Como o tema é sensível por implicar repercussões econômicas e produtivas para muitos agentes, o ministro de Minas e Energia, Silas Rondeau, foi entrevistado. Ao ser contestado sobre a possibilidade de uma crise de oferta e da elevação dos preços de energia, afirmou: “Mesmo em uma hidrologia ruim, o sistema tem 20% de energia térmica e 80% hídrica. E seria preciso uma situação muito comprometedora, um crescimento maluco do país, para suprir toda a folga existente. A capacidade instalada de geração de energia no país é de 102 mil megawatts e a carga média (consumo) é de 48 mil MWh, então, temos uma folga de mais de 50%”.
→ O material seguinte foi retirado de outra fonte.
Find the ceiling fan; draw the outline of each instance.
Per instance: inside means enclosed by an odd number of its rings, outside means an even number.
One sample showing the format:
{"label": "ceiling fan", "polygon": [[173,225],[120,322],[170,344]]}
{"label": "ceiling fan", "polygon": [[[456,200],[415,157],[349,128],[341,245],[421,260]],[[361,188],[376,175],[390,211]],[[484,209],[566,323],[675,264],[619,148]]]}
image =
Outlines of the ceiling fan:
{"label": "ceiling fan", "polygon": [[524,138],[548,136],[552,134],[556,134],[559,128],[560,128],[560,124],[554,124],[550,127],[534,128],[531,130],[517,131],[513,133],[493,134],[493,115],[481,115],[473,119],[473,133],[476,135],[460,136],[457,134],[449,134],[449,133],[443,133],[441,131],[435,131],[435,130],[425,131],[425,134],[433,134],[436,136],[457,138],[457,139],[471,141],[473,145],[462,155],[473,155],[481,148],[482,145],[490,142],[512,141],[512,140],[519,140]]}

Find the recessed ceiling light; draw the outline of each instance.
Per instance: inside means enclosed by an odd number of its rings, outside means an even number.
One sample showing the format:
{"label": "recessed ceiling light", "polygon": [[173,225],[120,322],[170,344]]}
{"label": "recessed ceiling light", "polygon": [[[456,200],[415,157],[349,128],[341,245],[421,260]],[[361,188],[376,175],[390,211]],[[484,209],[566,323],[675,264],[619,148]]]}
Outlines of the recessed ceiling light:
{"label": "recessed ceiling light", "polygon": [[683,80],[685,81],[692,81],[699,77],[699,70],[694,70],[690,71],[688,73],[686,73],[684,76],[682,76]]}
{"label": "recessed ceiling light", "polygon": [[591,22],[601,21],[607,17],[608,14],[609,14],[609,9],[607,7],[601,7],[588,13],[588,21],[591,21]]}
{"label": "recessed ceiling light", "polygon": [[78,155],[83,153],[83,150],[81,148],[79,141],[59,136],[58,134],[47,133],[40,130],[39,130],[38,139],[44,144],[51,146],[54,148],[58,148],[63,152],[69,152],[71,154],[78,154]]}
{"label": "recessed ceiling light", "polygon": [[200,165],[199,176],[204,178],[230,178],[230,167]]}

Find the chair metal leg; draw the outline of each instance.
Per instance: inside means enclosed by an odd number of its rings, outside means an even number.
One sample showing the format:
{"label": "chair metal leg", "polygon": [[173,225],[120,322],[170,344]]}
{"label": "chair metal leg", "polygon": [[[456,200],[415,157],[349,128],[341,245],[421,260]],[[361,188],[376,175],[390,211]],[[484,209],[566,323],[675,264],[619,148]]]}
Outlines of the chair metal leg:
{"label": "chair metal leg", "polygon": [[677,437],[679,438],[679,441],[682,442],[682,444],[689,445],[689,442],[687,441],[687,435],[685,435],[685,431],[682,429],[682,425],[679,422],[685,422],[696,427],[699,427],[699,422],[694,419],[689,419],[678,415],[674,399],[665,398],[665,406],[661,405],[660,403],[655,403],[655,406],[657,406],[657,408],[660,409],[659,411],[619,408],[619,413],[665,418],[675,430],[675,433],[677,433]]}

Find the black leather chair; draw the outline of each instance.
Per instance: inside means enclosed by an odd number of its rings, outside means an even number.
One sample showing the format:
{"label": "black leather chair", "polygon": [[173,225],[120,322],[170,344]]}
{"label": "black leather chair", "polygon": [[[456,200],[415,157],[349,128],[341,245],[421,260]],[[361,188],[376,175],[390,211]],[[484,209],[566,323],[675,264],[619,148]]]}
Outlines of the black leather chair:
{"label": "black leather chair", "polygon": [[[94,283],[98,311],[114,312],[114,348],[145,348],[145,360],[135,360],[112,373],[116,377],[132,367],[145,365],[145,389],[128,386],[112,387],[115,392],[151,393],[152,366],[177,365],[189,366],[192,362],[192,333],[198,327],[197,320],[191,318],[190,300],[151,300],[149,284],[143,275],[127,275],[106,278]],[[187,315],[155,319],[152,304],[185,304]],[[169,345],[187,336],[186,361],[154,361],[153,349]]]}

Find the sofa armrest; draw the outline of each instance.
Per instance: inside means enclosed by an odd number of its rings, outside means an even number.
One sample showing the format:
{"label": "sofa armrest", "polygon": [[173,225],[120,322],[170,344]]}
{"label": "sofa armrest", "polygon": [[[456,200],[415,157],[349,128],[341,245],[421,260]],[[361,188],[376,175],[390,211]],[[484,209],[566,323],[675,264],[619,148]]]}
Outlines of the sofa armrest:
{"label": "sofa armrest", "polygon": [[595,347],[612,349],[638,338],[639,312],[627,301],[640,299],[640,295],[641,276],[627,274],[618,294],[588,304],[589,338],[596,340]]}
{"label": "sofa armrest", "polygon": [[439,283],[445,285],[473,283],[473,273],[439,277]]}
A frase acima, para o leitor leigo ou menos atento, é de uma lógica incontestável: 102 menos 48 é igual a 54, resultando na referida folga de 50%. Mas, faltou dizer que tal conta não faz sentido, por misturar conceitos não comparáveis: os 102 mil, citados por Silas Rondeau, referem-se à capacidade instalada, medida em MW, e os 48 mil referem-se à energia consumida, medida em MWh. Duas dimensões físicas muito diferentes, como bem sabe nosso ministro, que atua no setor há décadas.
Em primeiro lugar, entendemos que ao dizer “48 mil MWh” o ministro quis, na verdade, dizer “48 mil MW médios”. Afinal, o consumo, medido em GWh, equivale a uma carga de 49,3 mil MW médios no Sistema Interligado Nacional, de acordo com dados do ONS.
Em segundo lugar, uma consulta ao Banco de Informações de Geração da Aneel revela que
1.587 usinas disponibilizam uma potência outorgada de 101 mil MW. Assumimos, novamente, que o ministro, ao citar os 102 mil MW, referiu-se à potência outorgada total.
Alinhadas as dimensões, o cálculo, feito com base em dados oficiais (ONS e Aneel) de operação e características das usinas, revela que o mesmo Sistema Interligado é capaz de oferecer uma energia assegurada de 52,3 mil MW médios. Uma “folga” de 6% em relação à carga de 49,3 mil MW médios, bem diferente dos alegados 50%.
Em números absolutos, trata-se de apenas 3 mil MW médios de “folga”. Isto explica a iniciativa da Aneel ao convocar a audiência pública, uma vez que esta folga, apesar de já pequena, deve ser ainda menor se não for possível contar com algumas térmicas por falta de gás natural.
O próprio Ministério de Minas e Energia projeta em seu Plano Decenal que a carga atingirá 58 mil MW médios em 2010, considerando o cenário de referência de 4,2% de crescimento anual da economia. Esses números indicam tudo, menos folga em relação à energia assegurada.
A indevida comparação entre números de potência instalada e de energia consumida e a conclusão de que haveria uma folga de 50% conduzem a opinião pública e o consumidor de energia a conclusões erradas.
A Lei 10.848, de 15 de março de 2004, estabelece que a função do Comitê de Monitoramento do Sistema Elétrico é a de “acompanhar e avaliar permanentemente a continuidade e a segurança do suprimento eletroenergético nacional”.
Se as reuniões do CMSE passassem a contar com a participação de mais agentes (como, aliás, permite a mesma lei), ou se pelo menos suas atas fossem públicas, como as atas do Copom, este artigo não teria razão de existir.
Mas, enquanto a transparência não vem, esperamos que o episódio não tenha passado de uma confusão com os números – e o mínimo que podemos esperar é uma nova declaração do ministro esclarecendo qual a real dimensão da alegada “folga”.
Claudio J. D. Sales é presidente do Instituto Acende Brasil, entidade que promove a transparência e a sustentabilidade no setor elétrico brasileiro.